In the end, the best promo is really out of the hands of the author. It's in the hands of loyal readers, who will spread the news about a book virally like a bad cold.

Keith Raffel said...

I don't want to be pinned (nod to Beth) down on the worst promotional idea I've had yet. I'm hoping I have lots more books to publish and I figure I'll continue to top myself with each one.

G.M. Malliet said...

Re Sue Ann's comment about Facebook and annoying and pestering posts about new books:

Yes! It seems such a simple concept to grasp, but if I'm not interested in a particular type of book, no amount of telling me about it repeatedly on Facebook is going to get me to buy that book. I don't have time to read the books I have already purchased and am anxious to read, and I'd be willing to bet I'm not alone in that.

Shel said...

Facebook perspective from a fan: I love it when authors request a friendship from me. Makes me feel like they actually pay attention that I follow other authors in that genre or authors that they know. I have never yet taken it as a BSP tactic, but maybe that's because all the authors on my Facebook list actually post things about what's going on, not necessarily related to their latest books. Like the others said, I will naturally remember the book if I have been seeing progress reports on it. I have an insanely long list on my FB notes page about new releases, and I found a lot of them through Facebook posts, so I'd say they're pretty useful to me.
I've found out about signings in my area via Facebook too, that I otherwise would have had no clue about.

Jess Lourey said...

Kathleen, did those flyers do much for you? I should say, did they do anything good for you? Or were they an annoyance?
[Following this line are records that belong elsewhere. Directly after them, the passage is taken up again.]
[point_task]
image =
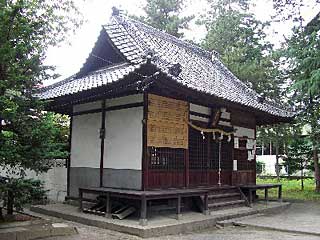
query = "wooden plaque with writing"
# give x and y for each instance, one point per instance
(167, 122)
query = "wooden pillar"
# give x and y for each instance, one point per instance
(266, 197)
(280, 193)
(108, 205)
(69, 157)
(102, 137)
(143, 211)
(144, 160)
(186, 158)
(206, 205)
(80, 200)
(179, 207)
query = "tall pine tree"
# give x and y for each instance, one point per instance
(166, 15)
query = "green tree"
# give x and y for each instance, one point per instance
(28, 135)
(239, 38)
(166, 15)
(303, 60)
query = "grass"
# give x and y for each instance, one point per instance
(291, 189)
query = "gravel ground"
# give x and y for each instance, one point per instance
(227, 233)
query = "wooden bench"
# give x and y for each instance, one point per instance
(144, 197)
(253, 188)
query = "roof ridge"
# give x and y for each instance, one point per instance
(165, 36)
(73, 77)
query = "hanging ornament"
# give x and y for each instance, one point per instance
(221, 137)
(203, 137)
Those buttons sound hilarious, Beth! Good idea.

Julia, since it goes against your natural inclinations to murder someone in exactly the same way your antagonist does it in you next book, I recommend topless poker, posted on youtube. With copies of your book lying around.

Sue Ann, yours is one of the few newsletters I read because it comes only a few times a year, is bright, and is concise. And funny.

Keith, where were you?

Jess Lourey said...

Shel, please friend all of us. We need more of you.

Jonathon Arntson said...

Am I supposed to be giggling? Because I totally am.

I think personality is one of the most effective promotional tools. Whether someone buys your books based on your perpetual smile or some uber witty thing you said on your blog, you've made a cheap investment in yourself by just showing who you are. Like you said, this can be done in blog tours or on your own blog, but start early. Sell yourself as yourself from the get go!